Trovandomi nel 1746 a Boston, vi conobbi un dottor Spence, arrivato di fresco dalla Scozia, il quale mi fece assistere ad alcuni esperimenti elettrici. Non furono troppo bene eseguiti, ch'egli non era molto esperto; ma, nuovi affatto per me, mi sorpresero e dilettarono grandemente. Di poi, non appena fui ritornato a Filadelfia, avvenne che la nostra biblioteca ricevesse in dono dal signor P. Collinson, della Società reale di Londra, una macchina elettrica, con qualche istruzione sul modo di servirsene.

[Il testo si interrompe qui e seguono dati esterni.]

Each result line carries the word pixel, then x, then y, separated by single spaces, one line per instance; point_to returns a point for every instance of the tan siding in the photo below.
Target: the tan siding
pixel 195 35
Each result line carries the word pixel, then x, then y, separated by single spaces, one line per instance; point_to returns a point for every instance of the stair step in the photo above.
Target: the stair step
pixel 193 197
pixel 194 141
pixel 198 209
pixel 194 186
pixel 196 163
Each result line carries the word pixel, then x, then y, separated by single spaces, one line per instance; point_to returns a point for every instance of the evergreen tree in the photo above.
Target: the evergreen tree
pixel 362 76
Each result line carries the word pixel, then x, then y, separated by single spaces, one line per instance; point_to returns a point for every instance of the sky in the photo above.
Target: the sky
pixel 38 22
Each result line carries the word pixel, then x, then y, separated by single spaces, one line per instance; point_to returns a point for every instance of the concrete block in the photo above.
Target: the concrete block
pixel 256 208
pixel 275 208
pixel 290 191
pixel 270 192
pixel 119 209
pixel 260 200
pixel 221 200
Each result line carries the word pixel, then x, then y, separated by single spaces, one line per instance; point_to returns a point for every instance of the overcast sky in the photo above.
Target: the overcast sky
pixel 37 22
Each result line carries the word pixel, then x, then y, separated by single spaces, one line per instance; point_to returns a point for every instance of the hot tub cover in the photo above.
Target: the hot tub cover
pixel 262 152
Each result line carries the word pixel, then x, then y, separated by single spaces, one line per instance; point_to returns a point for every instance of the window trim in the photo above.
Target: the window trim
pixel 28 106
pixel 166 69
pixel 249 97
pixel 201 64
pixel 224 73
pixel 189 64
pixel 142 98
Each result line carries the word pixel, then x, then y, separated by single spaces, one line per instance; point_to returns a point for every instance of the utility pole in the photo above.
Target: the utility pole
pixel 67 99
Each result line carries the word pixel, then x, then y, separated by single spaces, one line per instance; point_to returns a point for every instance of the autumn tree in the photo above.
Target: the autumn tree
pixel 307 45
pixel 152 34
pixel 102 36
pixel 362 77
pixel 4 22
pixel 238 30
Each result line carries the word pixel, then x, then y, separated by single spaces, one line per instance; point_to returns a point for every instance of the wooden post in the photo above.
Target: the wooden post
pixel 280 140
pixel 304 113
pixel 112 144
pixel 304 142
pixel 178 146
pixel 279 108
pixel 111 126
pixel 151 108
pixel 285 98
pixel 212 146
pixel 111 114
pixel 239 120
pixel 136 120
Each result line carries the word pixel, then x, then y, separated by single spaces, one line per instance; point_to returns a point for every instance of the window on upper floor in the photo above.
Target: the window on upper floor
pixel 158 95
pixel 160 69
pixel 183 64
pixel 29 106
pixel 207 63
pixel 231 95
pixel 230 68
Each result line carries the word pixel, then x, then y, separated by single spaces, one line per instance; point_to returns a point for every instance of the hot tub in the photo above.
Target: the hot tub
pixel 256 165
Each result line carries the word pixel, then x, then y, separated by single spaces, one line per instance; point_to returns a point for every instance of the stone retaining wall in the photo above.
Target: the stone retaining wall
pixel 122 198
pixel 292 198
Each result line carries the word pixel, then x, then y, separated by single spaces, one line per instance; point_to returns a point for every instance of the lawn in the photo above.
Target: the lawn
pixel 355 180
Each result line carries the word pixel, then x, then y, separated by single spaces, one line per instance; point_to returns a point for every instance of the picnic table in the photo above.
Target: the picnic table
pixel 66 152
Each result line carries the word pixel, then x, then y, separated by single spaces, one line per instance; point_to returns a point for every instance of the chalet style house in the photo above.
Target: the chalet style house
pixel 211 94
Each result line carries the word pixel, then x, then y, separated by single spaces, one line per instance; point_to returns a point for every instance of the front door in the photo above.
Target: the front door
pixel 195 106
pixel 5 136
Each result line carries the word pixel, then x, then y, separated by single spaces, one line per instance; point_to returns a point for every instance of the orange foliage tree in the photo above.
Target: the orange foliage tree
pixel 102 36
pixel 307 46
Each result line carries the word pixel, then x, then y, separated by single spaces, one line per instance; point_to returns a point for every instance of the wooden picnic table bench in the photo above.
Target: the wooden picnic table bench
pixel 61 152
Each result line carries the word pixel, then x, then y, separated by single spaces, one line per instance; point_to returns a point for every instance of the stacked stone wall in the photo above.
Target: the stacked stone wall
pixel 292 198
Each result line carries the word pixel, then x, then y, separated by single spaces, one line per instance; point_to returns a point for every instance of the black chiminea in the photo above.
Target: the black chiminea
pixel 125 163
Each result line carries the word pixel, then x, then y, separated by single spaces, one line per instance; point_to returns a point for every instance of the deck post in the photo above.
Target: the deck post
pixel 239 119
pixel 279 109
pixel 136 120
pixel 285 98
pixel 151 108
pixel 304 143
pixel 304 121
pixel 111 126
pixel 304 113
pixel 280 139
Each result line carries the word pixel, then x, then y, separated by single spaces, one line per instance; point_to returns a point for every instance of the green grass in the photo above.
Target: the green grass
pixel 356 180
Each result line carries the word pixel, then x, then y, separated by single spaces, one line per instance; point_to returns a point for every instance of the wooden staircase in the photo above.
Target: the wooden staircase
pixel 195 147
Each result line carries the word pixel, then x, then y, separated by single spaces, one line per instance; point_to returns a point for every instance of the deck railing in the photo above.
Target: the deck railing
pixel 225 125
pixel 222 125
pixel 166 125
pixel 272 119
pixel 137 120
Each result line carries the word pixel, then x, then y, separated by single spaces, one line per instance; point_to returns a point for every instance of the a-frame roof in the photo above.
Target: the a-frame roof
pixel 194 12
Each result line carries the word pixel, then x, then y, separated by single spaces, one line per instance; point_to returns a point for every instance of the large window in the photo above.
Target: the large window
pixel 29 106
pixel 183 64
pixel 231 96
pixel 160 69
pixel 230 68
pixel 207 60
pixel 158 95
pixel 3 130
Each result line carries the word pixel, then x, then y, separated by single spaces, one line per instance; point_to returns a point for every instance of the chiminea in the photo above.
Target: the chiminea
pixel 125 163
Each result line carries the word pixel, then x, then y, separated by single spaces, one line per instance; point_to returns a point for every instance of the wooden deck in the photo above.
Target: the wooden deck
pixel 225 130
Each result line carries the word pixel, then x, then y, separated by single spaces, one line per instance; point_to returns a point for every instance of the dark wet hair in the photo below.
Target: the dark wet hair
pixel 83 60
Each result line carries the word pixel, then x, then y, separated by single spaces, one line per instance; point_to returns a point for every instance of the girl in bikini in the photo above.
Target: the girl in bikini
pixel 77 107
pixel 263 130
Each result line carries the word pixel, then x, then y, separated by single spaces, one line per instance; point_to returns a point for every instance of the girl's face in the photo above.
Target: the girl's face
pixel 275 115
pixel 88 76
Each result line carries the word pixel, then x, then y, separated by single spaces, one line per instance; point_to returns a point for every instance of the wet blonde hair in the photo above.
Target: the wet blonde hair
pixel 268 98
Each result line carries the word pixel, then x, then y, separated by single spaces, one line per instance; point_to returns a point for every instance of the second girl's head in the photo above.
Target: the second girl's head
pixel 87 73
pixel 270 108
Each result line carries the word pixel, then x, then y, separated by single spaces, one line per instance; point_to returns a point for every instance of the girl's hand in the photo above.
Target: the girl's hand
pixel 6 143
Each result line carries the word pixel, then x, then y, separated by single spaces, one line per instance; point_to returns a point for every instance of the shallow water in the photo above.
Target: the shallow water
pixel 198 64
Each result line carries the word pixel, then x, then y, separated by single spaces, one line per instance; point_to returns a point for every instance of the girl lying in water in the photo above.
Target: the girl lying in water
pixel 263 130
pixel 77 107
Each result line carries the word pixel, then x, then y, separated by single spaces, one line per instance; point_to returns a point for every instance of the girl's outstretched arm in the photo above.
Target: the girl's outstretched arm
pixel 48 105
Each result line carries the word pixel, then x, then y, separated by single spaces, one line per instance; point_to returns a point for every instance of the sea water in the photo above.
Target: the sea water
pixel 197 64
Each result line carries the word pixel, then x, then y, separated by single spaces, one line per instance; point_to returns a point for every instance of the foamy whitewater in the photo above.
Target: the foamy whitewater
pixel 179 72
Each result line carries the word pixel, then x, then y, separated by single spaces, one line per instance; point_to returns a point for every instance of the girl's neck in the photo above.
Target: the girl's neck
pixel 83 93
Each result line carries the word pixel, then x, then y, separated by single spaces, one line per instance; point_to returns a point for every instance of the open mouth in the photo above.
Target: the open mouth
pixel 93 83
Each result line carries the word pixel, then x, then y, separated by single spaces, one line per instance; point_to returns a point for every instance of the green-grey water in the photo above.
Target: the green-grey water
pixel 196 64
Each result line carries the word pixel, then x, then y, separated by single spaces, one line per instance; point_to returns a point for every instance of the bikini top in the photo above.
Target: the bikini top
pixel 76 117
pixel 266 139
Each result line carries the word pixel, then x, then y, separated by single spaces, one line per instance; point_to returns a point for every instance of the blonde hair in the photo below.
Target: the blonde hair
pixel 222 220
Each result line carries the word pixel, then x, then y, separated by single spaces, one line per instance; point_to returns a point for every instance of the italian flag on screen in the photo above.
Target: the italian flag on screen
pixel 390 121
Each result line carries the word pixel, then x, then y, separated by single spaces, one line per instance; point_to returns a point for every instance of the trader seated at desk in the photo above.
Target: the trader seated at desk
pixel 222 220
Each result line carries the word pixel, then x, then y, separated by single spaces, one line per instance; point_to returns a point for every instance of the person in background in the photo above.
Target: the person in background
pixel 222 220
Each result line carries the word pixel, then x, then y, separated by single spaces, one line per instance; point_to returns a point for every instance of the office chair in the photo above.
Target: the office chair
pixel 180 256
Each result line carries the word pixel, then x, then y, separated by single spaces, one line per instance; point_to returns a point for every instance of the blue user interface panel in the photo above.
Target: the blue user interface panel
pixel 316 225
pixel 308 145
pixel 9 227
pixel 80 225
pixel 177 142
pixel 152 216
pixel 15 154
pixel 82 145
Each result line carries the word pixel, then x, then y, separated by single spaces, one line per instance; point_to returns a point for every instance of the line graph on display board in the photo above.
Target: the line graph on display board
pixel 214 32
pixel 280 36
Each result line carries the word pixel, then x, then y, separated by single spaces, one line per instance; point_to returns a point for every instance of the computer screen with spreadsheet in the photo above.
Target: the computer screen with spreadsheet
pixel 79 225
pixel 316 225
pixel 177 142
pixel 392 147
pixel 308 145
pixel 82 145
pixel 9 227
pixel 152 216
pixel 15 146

Io colsi con ardore questa occasione per ripetere ciò che m'era stato mostrato a Boston; e divenutone molto abile, fui presto in grado di fare anche altri esperimenti di cui riceveva notizia dall'Inghilterra, non che dei nuovi da me pensati. Aveva acquistato pratica per la gran gente che traeva alla mia casa, curiosa di vedere queste elettriche meraviglie.

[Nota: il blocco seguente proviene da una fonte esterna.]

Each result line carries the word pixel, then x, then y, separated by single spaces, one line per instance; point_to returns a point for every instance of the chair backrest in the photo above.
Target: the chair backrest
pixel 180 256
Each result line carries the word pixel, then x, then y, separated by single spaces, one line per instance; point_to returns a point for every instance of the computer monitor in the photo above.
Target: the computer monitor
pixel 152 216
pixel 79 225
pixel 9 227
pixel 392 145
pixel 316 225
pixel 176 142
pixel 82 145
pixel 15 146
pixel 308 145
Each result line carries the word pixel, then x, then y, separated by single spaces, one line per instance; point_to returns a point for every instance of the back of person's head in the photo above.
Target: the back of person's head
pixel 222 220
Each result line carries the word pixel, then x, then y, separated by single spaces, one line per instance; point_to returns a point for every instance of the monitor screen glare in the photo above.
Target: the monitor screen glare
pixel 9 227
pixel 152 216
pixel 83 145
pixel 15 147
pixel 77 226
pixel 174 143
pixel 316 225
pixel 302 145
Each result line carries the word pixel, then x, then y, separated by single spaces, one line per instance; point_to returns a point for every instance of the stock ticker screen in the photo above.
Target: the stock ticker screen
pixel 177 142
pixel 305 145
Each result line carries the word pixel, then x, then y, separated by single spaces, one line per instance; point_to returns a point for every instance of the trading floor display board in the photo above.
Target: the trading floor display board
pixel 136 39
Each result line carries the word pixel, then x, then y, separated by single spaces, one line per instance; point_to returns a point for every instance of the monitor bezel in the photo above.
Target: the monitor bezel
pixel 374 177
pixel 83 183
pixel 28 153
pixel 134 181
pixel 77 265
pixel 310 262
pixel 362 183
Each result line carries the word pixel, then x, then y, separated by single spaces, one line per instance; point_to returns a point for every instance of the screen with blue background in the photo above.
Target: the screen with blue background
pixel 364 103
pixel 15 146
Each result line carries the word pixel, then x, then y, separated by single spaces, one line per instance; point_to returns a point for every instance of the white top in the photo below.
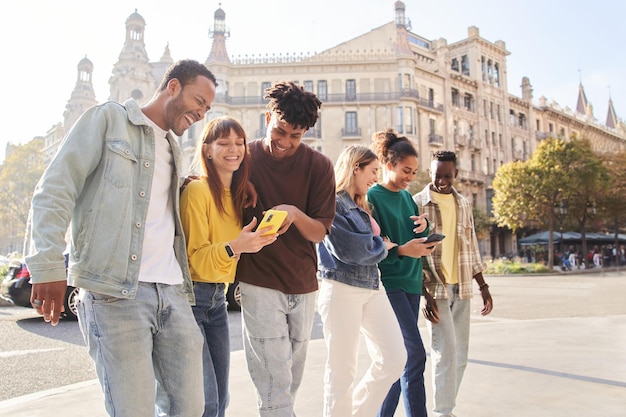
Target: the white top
pixel 158 261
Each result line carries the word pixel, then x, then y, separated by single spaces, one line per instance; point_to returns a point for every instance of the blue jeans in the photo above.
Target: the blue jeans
pixel 276 333
pixel 411 383
pixel 212 318
pixel 147 351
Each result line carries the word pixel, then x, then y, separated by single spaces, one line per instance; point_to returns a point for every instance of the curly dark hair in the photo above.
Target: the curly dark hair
pixel 293 104
pixel 186 72
pixel 390 147
pixel 444 156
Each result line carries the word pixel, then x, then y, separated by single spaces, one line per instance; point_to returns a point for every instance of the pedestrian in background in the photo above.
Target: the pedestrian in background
pixel 449 272
pixel 279 283
pixel 212 215
pixel 352 300
pixel 401 271
pixel 114 179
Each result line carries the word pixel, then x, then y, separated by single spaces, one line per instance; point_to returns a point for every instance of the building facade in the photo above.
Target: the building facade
pixel 441 96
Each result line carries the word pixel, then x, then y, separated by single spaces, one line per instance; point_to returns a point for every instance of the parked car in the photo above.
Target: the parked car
pixel 16 289
pixel 233 296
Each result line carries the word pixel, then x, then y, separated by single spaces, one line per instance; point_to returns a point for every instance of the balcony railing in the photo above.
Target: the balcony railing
pixel 392 96
pixel 435 139
pixel 313 133
pixel 352 133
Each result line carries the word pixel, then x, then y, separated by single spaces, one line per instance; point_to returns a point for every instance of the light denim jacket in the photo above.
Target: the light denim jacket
pixel 350 252
pixel 100 180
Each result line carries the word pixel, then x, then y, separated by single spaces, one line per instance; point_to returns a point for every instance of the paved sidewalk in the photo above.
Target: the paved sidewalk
pixel 554 347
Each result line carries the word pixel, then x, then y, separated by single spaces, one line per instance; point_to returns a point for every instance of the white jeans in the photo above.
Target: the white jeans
pixel 276 333
pixel 346 311
pixel 449 349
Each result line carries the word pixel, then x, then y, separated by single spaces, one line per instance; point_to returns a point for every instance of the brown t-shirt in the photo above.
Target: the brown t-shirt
pixel 305 180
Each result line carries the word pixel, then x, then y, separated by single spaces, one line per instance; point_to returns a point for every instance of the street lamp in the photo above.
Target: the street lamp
pixel 560 211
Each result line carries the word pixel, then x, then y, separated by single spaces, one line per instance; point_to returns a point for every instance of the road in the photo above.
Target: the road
pixel 35 356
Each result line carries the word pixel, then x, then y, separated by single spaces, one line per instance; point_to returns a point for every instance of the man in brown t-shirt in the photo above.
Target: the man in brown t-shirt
pixel 278 284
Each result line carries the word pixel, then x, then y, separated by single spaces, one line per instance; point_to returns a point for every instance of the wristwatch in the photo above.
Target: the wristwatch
pixel 229 250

Per scemare poi questa folla che mi si faceva intorno e spartirla cogli amici miei, procurai che nella nostra fabbrica di vetri venissero fatti alcuni altri tubi da macchine elettriche, e li distribuii fra quelli che sapeva capaci di servirsene; di modo che si ebbero in breve molti esperimentatori. Il più abile di questi fu il signor Kinnersley, un mio vicino, uomo d'ingegno, al quale, poiché s'era ritirato dagli affari, io persuasi che si facesse pagare per la dimostrazione de' suoi esperimenti; e stesi per lui due lezioni, nelle quali erano ordinati gli esperimenti per modo, e metodicamente dimostrati, che i precedenti sempre facilitassero l'intendere i seguenti. Egli si fece fare per questo proposito un elegante apparato, nel quale tutte le macchinette ch'io aveva rozzamente fabbricate per mio uso, erano state assai bene rifatte da esperti operai. Alle sue lezioni accorsero molti, e ne ebbero gran piacere; e dopo qualche tempo egli volle anche girare per le colonie, e ripeterle in ogni capoluogo; cosi che fece quattrini. Però nelle Antille, per la generale umidità di quell'aria, trovò difficile molto l'esperimentare.